L’esterno brasiliano, dopo un normale periodo di adattamento, ha iniziato a guadagnarsi sempre più spazio in campo e, soprattutto, ha iniziato a far vedere di che pasta è fatto.
Velocità, dribbling e duttilità al servizio della squadra, il giocatore cresciuto nel Gremio e portato giovanissimo in Europa dallo Shakhtar Donetsk nelle ultime settimane si sta dimostrando un elemento in grado di spostare gli equilibri e di incidere pesantemente nella lotta Scudetto.

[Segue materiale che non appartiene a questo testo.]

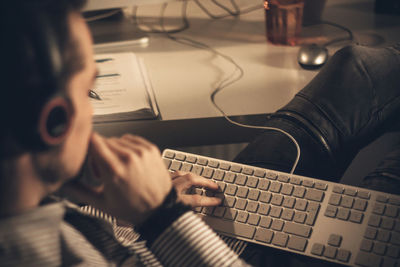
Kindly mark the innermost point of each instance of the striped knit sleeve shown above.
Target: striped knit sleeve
(191, 242)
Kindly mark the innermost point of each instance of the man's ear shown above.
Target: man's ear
(55, 121)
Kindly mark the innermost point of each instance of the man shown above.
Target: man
(45, 137)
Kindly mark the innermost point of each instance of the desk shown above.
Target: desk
(183, 77)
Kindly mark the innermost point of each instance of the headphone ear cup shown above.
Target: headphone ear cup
(55, 121)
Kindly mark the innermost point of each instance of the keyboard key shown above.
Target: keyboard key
(229, 201)
(343, 214)
(370, 233)
(393, 251)
(264, 235)
(264, 209)
(239, 229)
(224, 166)
(368, 259)
(236, 168)
(275, 212)
(315, 195)
(277, 225)
(374, 220)
(242, 192)
(254, 219)
(308, 183)
(295, 180)
(218, 175)
(213, 164)
(275, 187)
(317, 249)
(198, 170)
(335, 240)
(175, 166)
(186, 167)
(265, 222)
(248, 171)
(259, 173)
(338, 189)
(280, 239)
(252, 182)
(242, 216)
(288, 202)
(169, 154)
(254, 194)
(360, 204)
(343, 255)
(167, 163)
(391, 211)
(229, 177)
(299, 217)
(330, 252)
(387, 223)
(356, 216)
(287, 214)
(297, 229)
(379, 248)
(347, 202)
(321, 186)
(363, 194)
(241, 179)
(301, 204)
(299, 192)
(350, 192)
(191, 159)
(263, 184)
(383, 236)
(202, 161)
(378, 208)
(252, 206)
(297, 243)
(382, 198)
(271, 175)
(283, 178)
(335, 199)
(180, 156)
(287, 189)
(208, 173)
(331, 211)
(241, 204)
(231, 189)
(265, 197)
(366, 245)
(230, 214)
(277, 199)
(395, 239)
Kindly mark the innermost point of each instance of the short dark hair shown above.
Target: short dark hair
(29, 29)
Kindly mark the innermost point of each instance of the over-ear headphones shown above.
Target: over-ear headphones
(46, 50)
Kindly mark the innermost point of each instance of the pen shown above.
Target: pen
(94, 95)
(107, 75)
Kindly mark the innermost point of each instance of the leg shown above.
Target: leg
(354, 99)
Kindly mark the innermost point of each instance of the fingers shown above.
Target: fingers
(200, 201)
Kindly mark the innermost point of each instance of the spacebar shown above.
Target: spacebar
(230, 227)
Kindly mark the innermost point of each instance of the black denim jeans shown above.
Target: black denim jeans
(353, 100)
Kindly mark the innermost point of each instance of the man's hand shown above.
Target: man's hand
(184, 182)
(133, 175)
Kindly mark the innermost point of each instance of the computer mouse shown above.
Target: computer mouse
(312, 56)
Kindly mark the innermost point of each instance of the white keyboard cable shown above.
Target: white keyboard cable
(235, 76)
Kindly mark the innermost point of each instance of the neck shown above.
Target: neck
(21, 188)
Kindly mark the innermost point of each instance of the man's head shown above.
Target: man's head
(48, 69)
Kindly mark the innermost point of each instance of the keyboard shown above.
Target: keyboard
(330, 221)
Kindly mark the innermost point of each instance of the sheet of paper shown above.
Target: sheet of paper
(120, 84)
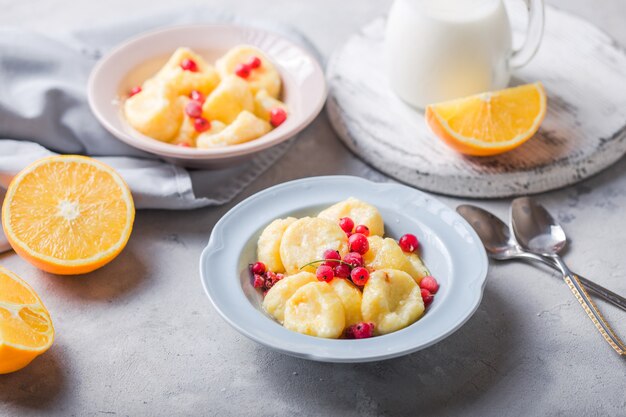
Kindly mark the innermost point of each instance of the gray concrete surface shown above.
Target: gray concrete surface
(140, 338)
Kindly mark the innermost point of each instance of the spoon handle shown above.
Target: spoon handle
(574, 284)
(596, 289)
(604, 293)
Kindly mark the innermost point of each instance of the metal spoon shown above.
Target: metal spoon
(502, 246)
(538, 232)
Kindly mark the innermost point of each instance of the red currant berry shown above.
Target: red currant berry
(429, 283)
(271, 278)
(408, 243)
(134, 90)
(362, 330)
(346, 224)
(277, 116)
(189, 65)
(362, 229)
(254, 62)
(258, 268)
(427, 297)
(360, 275)
(325, 273)
(354, 259)
(331, 256)
(259, 281)
(342, 271)
(195, 95)
(201, 124)
(193, 109)
(358, 243)
(242, 70)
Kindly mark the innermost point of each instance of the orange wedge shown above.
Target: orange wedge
(68, 214)
(489, 123)
(25, 327)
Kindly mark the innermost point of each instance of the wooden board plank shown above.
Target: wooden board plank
(583, 70)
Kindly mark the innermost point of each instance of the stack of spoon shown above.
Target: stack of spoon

Dopo la splendida prova contro il Benevento condita tra l’altro da un ‘eurogoal’, Douglas Costa è stato letteralmente devastante contro la Sampdoria. Entrato in campo al 43’ per sostituire l’infortunato Pjanic, il nazionale brasiliano ha impiegato appena 1 minuto e 21 secondi per confezionare (al primo pallone toccato) l’assist che ha portato alla rete di Mandzukic che ha aperto le marcature.
Douglas Costa nella ripresa è poi salito in cattedra, chiudendo la sua gara, che è durata poco più di un tempo quindi, con qualcosa come tre assist all’attivo (la prima volta che la cosa gli riesce tra Bundesliga e Serie A).
Lo stesso numero 11 bianconero, attualmente il terzo miglior assist man del campionato (ben 8 all'attivo), parlando a fine gara ai microfoni di Sky, ha spiegato: “La nostra è stata una buona partita, sono contento di aver aiutato i miei compagni con tre assist. Abbiamo messo il cuore in campo, è quello che serviva dopo Madrid”.